Moving along the financial trail, cost of sales were up by 3.9%. This is on the back of a tough year on the working capital front. The working capital cycle increased by 6 days due to an increase in Inventory days.Inventory on the main was up by 17.2%. The Chairman indicates that reduction in disposable income and a change in the export mix of the product were contributors of this position. However, seeing new markets appears to be hot on the agenda list for Rebecca. Furthermore, there are shared value strategies that company is employing that are changing the face of corporate social responsibility in the sugar business (We have seen this with Airtel, and it works).
Liquidity tests indicate that the company is able to cover its short term liabilities despite the cash crunch of the period under review (Acid test 1.16). Overall, currently liabilities were down 14.1% due to the management decision to opt for longer term debt.

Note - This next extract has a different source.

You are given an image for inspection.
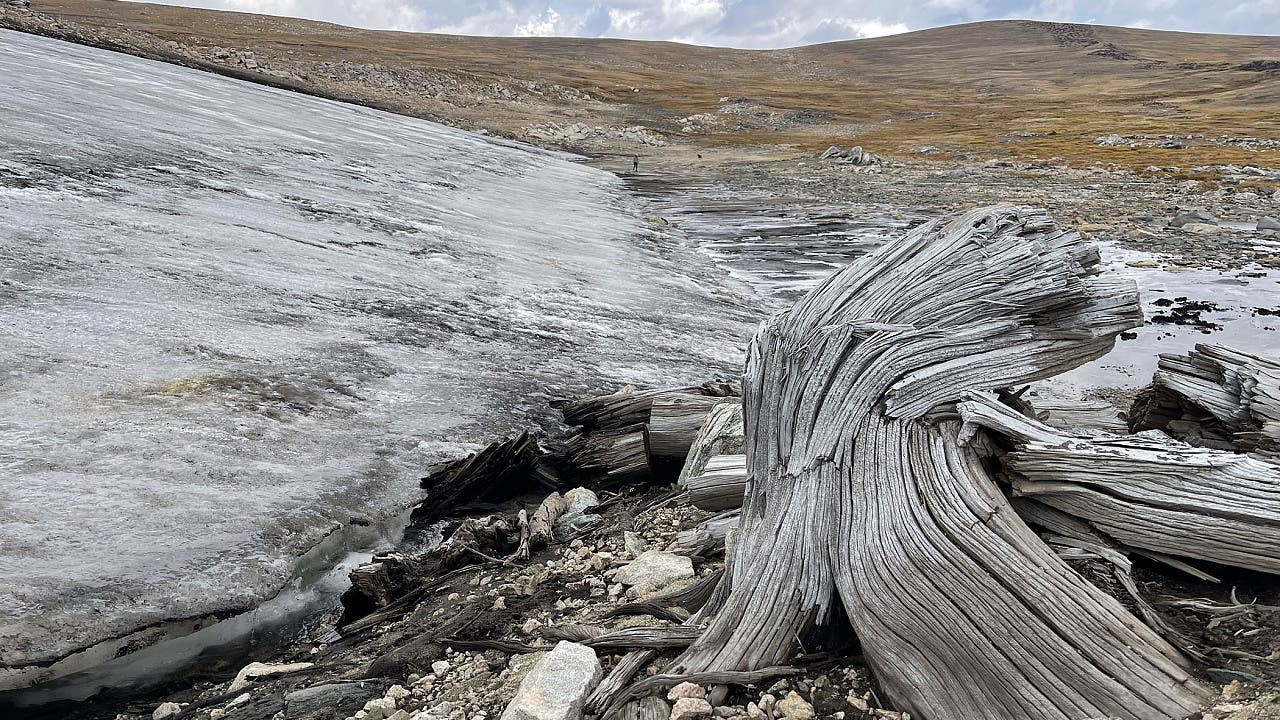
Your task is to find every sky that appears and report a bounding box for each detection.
[132,0,1280,47]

Shareholders will be pleased that the usage of capital has been well maintained with return on capital employed maintaining 18% year on year. Return on equity was negative owing to the negative earnings recorded. However, factor out the expensive money and you have a formidable sugar company. Conversely, leverage being high means they are credit rating is locked. Therefore, Rebecca and her team will be pushing an agenda that will ensure that Return on sales, return on non-current assets (the new machinery) and SGA expenses are kept in check. She hopes her team can achieve this through Project 400 whose theme is aptly titled “on the path to building a thriving business”. Project 400 will employ cost optimization, building resilience for growth and profitability and embedding a cost saving culture. She hopes that this cost base reset project alongside other actions and their continuous efforts to implement more stringent budget and resource allocation, will improve their profitability.
Apart from seeking new markets and cost control, a deeper understanding of the health and wellness mega trends will be important. Should consumers seek to opt for less sugar in their tea for health reasons, Rebecca and her team will need to ensure that they fashion a product mix that caters to needs of different consumers. A healthier lifestyle whilst still enjoying sugar will be an interesting paradox to crack.